The best quote of all had to have come from a Boston Globe article, from Police Chief William Humphries: "Not the first time I've been pooped on by a town official."

OK, now I want to know what these people are doing.

• In honor of Pi Day on Thursday, the Lismore Comprehensive School in Craigavon, Northern Ireland, gathered 1,170 people to form a gigantic pi symbol and break the previous world record of 847 set in Portugal last year. The event was also in memory of a student who died earlier in the year due to complications from diabetes, and raised funds for Diabetes U.K. On Sunday, 1,200 people in green ponchos in Elmira, N.Y., formed the largest human shamrock, beating the previous record set in 2013 by schoolboys in Dublin, Ireland. The Elmira shamrock would have been larger, but the organizers underestimated the number of people who'd show up and ran out of ponchos.

Oh, for the days when we could be satisfied with being out standing in a field.

Thank you, I'll be here all week!
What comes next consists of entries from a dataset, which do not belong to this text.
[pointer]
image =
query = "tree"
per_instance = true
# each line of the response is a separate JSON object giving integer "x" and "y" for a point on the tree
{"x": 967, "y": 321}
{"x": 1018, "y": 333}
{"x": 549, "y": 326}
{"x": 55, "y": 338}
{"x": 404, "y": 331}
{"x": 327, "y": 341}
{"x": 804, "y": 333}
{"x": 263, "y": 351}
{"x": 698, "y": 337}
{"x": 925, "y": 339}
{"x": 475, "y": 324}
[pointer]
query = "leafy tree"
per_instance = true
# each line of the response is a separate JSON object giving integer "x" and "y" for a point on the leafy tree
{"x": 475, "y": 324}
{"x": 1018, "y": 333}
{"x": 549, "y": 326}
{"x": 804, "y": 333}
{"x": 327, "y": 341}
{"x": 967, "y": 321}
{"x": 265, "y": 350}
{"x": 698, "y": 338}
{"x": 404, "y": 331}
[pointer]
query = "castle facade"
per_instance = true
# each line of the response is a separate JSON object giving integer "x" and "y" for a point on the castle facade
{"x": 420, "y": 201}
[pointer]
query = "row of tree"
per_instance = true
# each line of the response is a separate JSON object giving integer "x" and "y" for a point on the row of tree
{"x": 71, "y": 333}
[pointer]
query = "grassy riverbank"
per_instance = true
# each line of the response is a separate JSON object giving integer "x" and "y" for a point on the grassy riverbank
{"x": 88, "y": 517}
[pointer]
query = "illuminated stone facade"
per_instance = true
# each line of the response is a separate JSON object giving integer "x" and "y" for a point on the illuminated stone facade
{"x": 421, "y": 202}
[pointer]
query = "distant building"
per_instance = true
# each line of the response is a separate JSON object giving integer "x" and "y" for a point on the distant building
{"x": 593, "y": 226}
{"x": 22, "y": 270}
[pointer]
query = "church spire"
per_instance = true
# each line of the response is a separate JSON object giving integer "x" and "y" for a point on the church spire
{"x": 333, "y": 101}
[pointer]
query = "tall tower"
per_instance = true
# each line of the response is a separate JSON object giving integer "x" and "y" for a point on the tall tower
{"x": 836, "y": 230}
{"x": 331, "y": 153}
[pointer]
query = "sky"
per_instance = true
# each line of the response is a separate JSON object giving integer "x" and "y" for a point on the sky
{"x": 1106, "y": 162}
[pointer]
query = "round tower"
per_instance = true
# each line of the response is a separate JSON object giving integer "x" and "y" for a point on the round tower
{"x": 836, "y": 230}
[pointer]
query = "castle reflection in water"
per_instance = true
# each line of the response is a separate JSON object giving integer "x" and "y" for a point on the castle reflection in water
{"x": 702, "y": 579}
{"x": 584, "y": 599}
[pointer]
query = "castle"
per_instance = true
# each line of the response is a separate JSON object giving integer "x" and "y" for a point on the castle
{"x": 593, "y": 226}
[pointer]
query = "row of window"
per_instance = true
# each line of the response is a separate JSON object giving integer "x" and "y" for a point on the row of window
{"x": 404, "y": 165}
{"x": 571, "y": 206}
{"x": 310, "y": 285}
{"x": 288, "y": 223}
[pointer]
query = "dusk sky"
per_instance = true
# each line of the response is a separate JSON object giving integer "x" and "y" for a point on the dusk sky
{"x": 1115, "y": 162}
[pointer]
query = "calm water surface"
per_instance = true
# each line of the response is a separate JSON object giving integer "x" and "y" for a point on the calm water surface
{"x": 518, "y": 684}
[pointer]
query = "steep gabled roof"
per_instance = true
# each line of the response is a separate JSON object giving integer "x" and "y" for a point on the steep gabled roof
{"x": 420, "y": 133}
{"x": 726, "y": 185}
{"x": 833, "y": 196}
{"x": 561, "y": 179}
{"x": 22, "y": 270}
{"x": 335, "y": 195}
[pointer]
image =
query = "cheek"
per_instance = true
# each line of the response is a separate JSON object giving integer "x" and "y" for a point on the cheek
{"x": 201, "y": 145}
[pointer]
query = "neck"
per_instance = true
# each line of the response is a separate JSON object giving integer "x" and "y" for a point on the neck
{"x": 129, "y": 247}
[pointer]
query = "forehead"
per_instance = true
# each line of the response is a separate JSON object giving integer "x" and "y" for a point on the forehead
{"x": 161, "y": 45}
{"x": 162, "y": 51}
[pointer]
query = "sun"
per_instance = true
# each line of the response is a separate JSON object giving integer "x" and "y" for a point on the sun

Tip your waitress!

I would love if this were the kind of news I dealt with most of the time. Sure, it might get a little boring after a while, but it would be preferable to what we have now.

Sometimes it seems as if the world is determined to keep us in a depressed state, if only for some to get away with things we ordinarily would notice if we weren't so down. There are family issues, work problems, governmental over-reach and, as if that weren't enough, there are the mass assaults (shootings, bombings, etc.) that are picked apart by hyperpartisans (the better to cherry-pick, my dear) for political attacks.

We're becoming numb to the idea that there is danger we're not paying attention to, that a segment of the population seems to be doing its best to eliminate those who don't fit into their worldview and is helped by easy access to the weapons to do just that. But that would mean facing truths, and we just don't do that anymore, apparently.

I really need to pet a goat right now.